Purpose: Preservation surgery can halt the progress of joint degradation, preserving the life of the hip; however, outcome depends on the existing cartilage quality. Biochemical analysis of the hip cartilage utilizing MRI sequences such as delayed gadolinium-enhanced MRI of cartilage (dGEMRIC), in addition to morphological analysis, can be used to detect early signs of cartilage degradation. However, a complete, accurate 3D analysis of the cartilage regions and layers is currently not possible due to a lack of diagnostic tools.

Methods: A system for the efficient automatic parametrization of the 3D hip cartilage was developed. 2D U-nets were trained on manually annotated dual-flip angle (DFA) dGEMRIC for femoral head localization and cartilage segmentation. A fully automated cartilage sectioning pipeline for analysis of central and peripheral regions, femoral-acetabular layers, and a variable number of section slices, was developed along with functionality for the automatic calculation of dGEMRIC index, thickness, surface area, and volume.

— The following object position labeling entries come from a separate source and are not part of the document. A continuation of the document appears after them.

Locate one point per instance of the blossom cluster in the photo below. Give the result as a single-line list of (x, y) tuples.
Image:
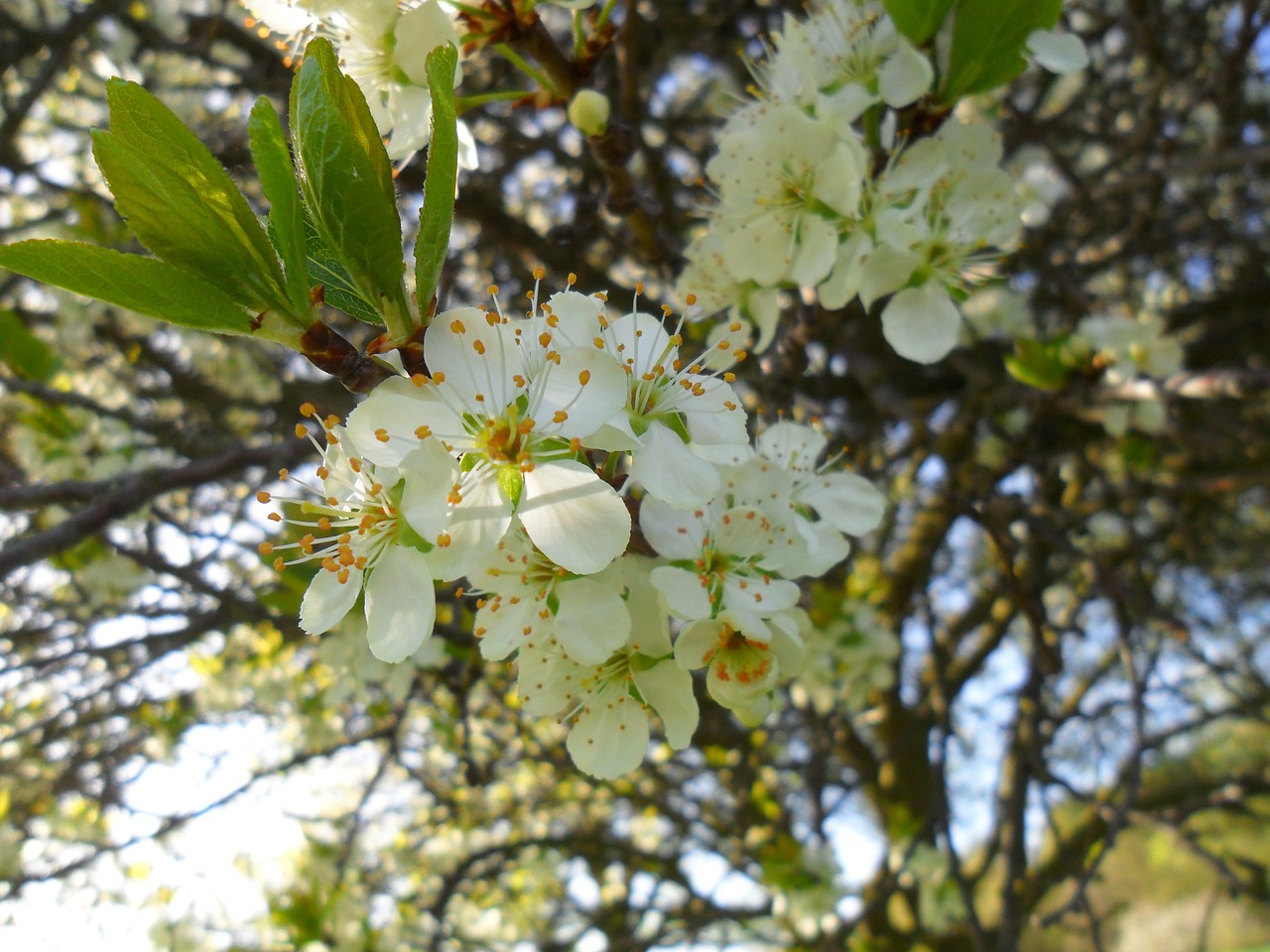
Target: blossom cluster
[(602, 497), (816, 189)]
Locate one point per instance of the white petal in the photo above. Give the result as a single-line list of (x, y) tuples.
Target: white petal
[(843, 281), (503, 625), (698, 644), (884, 271), (610, 737), (905, 76), (715, 417), (841, 177), (792, 444), (418, 32), (400, 603), (476, 525), (326, 601), (430, 472), (477, 359), (397, 409), (640, 343), (576, 317), (760, 250), (574, 517), (592, 621), (668, 690), (411, 116), (547, 679), (921, 322), (762, 595), (672, 532), (587, 386), (817, 250), (671, 471), (651, 630)]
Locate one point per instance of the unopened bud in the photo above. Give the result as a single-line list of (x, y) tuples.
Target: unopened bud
[(588, 112)]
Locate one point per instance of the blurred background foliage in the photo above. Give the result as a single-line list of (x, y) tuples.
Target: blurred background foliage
[(1037, 710)]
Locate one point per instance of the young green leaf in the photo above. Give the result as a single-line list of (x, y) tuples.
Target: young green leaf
[(988, 37), (143, 285), (347, 182), (278, 180), (23, 352), (439, 188), (182, 203), (919, 19)]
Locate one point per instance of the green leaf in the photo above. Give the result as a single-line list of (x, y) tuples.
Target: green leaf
[(1039, 365), (24, 353), (143, 285), (988, 37), (182, 203), (339, 290), (347, 181), (919, 19), (439, 188), (286, 213)]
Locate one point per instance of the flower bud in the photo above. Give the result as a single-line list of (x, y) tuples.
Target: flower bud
[(589, 111)]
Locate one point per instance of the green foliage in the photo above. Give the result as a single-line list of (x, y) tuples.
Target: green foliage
[(988, 37), (347, 181), (22, 350), (338, 286), (1042, 365), (439, 190), (182, 203), (286, 211), (919, 19), (143, 285)]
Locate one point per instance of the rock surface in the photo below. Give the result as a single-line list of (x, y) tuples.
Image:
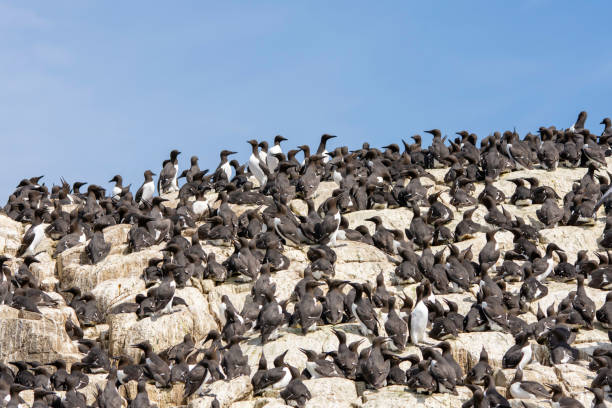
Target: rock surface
[(117, 279)]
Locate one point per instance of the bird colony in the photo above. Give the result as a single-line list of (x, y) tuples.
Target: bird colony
[(473, 272)]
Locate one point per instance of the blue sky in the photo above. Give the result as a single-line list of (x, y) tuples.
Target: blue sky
[(89, 89)]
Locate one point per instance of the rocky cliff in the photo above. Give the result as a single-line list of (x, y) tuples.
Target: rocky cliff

Results: The trained networks locate the femoral head and segment the cartilage with a Dice similarity coefficient of 88 ± 3 and 83 ± 4% on DFA and magnetization-prepared 2 rapid gradient-echo (MP2RAGE) dGEMRIC, respectively. A completely automatic cartilage analysis was performed in 18s, and no significant difference for average dGEMRIC index, volume, surface area, and thickness calculated on manual and automatic segmentation was observed.

Conclusion: An application for the 3D analysis of hip cartilage was developed for the automated detection of subtle morphological and biochemical signs of cartilage degradation in prognostic studies and clinical diagnosis. The segmentation network achieved a 4-time increase in processing speed without loss of segmentation accuracy on both normal and deformed anatomy, enabling accurate parametrization. Retraining of the networks with the promising MP2RAGE protocol would enable analysis without the need for B1 inhomogeneity correction in the future.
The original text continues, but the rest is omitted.